Using Sources / Writing Style (Ryan Bhagwandeen)

Using Sources

Today, we are flooded with information on practically anything. In this age of information, it is important for us to know where to put our attention and discriminate among what deserves notice against what doesn’t. Professor Howard Rheingold has coined the term “infotention” which is supposed to describe “a mind=machine combination of brain-powered attention skills and computer-powered information filters.” Practicing infotention requires skills of synthesizing information and critical thinking. As you get more information, you need to find a way to integrate it to support your own ideas. There are a lot of things to evaluate in your sources. You must find which ones help set the context for your argument, provide background information, define your key concepts, outline counterarguments, and more. You have to be able to paraphrase and summarize your heavily-used sources. Being able to briefly get across the main idea of a source and deliver what the author was trying to say makes the paper stronger while keeping you as the primary voice. A huge thing to remember in academic writing is to properly paraphrase and summarize sources, or it can be counted as plagiarism. This is known as “patchwriting.” You should always throw in where you found your information and who wrote it.

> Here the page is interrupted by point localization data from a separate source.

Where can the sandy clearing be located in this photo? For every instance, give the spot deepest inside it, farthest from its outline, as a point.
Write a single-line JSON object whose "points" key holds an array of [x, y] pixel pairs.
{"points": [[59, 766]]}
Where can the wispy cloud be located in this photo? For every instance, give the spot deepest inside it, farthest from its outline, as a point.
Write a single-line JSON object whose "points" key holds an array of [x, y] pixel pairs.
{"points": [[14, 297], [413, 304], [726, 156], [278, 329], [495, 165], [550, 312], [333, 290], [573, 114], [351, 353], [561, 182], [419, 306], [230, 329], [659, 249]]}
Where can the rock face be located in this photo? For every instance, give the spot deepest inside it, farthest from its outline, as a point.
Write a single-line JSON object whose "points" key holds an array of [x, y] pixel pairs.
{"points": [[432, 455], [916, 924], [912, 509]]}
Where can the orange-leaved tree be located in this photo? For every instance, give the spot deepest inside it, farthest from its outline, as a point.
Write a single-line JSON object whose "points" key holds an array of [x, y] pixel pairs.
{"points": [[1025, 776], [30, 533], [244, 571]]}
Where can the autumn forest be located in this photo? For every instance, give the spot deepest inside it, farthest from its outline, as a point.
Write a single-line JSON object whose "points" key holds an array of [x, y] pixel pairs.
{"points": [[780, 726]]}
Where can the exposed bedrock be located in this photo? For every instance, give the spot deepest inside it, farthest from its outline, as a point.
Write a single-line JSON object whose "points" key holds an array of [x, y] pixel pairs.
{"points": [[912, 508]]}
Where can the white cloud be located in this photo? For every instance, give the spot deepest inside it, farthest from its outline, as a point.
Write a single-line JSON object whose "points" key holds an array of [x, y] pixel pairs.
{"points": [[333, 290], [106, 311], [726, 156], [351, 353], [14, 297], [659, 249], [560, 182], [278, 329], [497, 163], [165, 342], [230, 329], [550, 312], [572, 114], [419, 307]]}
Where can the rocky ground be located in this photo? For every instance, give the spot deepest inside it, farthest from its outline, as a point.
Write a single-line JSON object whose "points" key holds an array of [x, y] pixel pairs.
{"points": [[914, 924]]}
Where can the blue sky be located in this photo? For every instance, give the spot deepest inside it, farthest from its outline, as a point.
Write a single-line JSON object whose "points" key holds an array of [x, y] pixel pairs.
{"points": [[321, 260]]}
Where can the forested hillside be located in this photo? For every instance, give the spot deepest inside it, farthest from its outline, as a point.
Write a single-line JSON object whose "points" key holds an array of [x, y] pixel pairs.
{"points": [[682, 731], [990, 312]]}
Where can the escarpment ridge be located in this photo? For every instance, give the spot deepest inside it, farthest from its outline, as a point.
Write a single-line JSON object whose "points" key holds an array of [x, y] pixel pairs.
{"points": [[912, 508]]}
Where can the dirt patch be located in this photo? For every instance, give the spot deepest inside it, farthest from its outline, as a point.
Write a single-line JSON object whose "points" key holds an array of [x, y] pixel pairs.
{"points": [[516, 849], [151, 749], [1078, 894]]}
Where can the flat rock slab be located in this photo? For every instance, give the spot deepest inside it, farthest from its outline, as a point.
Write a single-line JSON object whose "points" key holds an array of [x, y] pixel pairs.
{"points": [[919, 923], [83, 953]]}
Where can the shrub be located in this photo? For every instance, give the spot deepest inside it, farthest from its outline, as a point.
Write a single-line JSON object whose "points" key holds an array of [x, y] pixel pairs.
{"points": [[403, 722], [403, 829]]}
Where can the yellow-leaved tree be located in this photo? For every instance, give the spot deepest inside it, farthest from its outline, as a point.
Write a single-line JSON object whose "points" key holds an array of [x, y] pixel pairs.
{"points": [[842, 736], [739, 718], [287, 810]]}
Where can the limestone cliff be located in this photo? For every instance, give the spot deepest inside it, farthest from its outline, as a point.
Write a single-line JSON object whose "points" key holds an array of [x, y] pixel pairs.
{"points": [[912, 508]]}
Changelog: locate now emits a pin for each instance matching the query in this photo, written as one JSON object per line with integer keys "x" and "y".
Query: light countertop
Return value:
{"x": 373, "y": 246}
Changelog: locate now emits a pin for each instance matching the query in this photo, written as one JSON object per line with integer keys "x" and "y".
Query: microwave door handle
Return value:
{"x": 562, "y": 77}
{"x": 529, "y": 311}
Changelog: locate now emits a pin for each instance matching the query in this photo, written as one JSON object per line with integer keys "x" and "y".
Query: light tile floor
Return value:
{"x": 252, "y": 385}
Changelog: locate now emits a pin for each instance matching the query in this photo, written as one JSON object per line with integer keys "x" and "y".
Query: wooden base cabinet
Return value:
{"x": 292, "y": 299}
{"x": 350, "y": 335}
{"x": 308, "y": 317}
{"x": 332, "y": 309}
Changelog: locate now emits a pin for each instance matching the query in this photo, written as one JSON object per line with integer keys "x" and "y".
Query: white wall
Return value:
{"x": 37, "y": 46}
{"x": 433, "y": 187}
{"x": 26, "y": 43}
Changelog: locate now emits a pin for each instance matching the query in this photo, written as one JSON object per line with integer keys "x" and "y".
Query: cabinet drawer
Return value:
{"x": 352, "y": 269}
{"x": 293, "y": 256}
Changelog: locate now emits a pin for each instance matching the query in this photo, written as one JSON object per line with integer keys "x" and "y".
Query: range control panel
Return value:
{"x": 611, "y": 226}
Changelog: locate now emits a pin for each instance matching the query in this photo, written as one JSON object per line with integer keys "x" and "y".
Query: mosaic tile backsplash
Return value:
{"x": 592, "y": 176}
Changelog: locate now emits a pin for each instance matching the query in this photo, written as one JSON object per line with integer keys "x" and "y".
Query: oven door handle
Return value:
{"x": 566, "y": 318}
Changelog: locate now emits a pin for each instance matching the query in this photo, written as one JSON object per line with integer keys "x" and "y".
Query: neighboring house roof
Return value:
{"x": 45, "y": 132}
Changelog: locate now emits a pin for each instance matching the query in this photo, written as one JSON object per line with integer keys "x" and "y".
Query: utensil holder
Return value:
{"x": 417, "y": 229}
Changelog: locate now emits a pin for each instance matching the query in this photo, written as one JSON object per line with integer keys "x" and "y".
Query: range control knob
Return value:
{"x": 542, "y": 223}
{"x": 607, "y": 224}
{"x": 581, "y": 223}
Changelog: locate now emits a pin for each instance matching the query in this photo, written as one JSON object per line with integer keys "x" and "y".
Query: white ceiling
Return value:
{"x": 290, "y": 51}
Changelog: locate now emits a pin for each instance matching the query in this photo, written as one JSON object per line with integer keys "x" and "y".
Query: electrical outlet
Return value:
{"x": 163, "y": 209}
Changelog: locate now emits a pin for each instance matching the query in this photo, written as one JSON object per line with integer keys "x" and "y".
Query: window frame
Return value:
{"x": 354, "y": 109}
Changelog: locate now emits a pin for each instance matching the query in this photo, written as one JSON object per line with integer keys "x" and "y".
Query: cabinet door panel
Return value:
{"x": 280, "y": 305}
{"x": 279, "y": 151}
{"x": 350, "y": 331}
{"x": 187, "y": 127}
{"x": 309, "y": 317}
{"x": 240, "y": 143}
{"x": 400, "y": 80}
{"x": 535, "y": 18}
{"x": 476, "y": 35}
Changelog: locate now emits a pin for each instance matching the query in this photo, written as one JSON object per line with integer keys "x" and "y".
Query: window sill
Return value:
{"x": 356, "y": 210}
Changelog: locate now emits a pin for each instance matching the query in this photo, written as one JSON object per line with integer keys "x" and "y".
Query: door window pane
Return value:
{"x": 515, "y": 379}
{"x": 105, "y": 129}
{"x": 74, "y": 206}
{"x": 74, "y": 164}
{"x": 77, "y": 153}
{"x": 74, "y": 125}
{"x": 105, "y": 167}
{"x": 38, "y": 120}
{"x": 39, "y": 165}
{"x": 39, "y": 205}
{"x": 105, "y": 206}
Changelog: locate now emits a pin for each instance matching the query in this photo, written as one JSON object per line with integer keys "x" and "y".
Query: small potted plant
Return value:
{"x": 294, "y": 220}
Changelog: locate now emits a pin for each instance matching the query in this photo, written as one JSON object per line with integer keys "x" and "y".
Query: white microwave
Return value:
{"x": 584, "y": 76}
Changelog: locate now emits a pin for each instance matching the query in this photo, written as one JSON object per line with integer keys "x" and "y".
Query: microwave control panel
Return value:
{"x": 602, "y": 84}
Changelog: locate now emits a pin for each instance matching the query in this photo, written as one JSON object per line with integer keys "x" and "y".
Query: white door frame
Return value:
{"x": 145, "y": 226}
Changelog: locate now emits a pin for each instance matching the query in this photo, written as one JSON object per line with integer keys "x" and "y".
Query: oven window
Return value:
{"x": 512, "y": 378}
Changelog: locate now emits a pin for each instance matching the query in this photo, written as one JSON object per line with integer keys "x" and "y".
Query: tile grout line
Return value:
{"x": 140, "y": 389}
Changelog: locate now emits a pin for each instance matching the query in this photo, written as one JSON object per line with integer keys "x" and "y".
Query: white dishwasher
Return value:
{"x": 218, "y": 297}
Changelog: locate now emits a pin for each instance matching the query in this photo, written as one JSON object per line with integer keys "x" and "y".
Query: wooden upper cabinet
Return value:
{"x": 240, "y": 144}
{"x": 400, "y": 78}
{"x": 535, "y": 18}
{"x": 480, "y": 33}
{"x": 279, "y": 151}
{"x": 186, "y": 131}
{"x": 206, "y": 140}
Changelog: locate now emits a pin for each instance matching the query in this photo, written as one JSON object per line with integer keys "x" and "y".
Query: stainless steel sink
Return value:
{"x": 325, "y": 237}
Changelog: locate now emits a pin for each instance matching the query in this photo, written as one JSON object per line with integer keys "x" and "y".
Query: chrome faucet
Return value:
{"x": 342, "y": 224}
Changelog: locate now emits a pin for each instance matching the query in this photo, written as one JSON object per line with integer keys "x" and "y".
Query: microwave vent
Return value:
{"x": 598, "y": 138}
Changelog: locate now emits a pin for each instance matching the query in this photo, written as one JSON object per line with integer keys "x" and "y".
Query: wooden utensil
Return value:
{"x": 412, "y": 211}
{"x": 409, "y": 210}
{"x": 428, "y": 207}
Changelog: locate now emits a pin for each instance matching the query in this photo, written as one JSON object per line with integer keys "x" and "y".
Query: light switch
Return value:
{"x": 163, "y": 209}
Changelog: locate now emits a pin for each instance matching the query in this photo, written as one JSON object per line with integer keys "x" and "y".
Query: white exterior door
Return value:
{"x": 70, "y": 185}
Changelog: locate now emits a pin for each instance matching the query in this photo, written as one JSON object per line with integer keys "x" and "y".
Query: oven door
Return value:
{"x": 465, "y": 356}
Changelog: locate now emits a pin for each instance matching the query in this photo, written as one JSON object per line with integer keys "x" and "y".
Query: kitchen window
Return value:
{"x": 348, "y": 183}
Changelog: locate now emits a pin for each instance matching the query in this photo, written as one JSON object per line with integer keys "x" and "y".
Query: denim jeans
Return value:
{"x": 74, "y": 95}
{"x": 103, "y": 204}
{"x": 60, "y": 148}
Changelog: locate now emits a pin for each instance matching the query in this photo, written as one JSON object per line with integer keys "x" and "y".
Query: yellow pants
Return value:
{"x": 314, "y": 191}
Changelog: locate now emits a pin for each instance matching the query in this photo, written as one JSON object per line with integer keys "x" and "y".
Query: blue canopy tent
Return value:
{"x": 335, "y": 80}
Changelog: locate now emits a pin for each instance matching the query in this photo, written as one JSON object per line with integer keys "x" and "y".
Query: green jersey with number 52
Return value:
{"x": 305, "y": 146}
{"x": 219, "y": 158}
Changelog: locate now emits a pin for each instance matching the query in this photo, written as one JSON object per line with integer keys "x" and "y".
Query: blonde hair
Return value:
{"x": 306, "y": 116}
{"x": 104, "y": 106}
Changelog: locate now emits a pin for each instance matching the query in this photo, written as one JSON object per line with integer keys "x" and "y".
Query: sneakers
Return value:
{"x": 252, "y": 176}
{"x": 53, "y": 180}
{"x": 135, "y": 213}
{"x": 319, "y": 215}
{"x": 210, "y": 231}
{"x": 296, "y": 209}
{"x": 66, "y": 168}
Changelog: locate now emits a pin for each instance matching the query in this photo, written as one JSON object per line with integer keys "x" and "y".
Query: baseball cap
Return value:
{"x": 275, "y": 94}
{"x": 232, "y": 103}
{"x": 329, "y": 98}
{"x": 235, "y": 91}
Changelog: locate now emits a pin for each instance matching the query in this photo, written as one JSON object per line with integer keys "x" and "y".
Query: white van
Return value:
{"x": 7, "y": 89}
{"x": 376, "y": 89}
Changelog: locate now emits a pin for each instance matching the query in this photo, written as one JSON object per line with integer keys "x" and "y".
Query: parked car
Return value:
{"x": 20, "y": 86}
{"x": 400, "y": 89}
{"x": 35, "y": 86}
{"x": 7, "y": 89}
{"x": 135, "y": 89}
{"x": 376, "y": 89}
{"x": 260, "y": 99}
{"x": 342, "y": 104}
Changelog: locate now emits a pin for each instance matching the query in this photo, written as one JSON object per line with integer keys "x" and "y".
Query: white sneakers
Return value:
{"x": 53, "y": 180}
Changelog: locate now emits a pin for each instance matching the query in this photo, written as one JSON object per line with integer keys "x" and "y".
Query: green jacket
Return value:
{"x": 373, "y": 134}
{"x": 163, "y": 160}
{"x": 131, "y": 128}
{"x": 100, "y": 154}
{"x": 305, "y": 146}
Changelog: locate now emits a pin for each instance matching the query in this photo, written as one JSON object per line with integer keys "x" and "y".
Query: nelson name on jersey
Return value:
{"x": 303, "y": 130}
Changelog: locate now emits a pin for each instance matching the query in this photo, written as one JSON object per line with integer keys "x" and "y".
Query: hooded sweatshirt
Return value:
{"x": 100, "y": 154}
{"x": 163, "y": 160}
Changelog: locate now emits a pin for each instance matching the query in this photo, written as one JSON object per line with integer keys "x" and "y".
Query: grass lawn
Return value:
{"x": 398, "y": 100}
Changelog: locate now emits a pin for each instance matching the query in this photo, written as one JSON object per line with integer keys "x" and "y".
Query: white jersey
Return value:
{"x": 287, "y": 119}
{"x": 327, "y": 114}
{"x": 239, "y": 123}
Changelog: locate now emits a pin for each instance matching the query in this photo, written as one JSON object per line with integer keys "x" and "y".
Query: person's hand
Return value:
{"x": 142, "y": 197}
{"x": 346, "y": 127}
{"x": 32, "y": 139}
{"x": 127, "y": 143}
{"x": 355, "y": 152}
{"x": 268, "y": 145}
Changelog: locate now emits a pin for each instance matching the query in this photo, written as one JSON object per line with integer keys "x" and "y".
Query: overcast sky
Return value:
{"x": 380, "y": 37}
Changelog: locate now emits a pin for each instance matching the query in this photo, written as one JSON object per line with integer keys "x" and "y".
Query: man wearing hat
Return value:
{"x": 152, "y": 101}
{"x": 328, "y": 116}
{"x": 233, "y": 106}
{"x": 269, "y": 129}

This text pointed out the importance of sources in an academic paper. The quality of one’s sources has a huge effect on the quality of the paper being written. The text pointed out to me how much of your writing is based on the sources you use and formulates a lot of your paper’s content, like definitions of key concepts, background information, illustration of difficult aspects of the subject, and overall context for the argument you’re trying to make.

Intro to Refining Your Writing

There are rhetorical situations that allow for different writing styles. A large part of learning to write in college is learning about the discourse communities you write for. Different fields like humanities, classic literature, or the sciences have different writing styles which reflect their values. This can be seen clearly in the different styles of citation for said fields. Those in the social sciences, a field dependent on timeliness, prefer APA citation since it puts a lot of relevance on the date of which sources were published. It’s important to determine who your audience is when writing. It helps to keep your writing focused and maybe even more relaxed. Being able to differentiate between the writing styles of different communities is a valuable skill, especially as student. If you know who you’re writing for, you words can become a lot stronger and meaningful.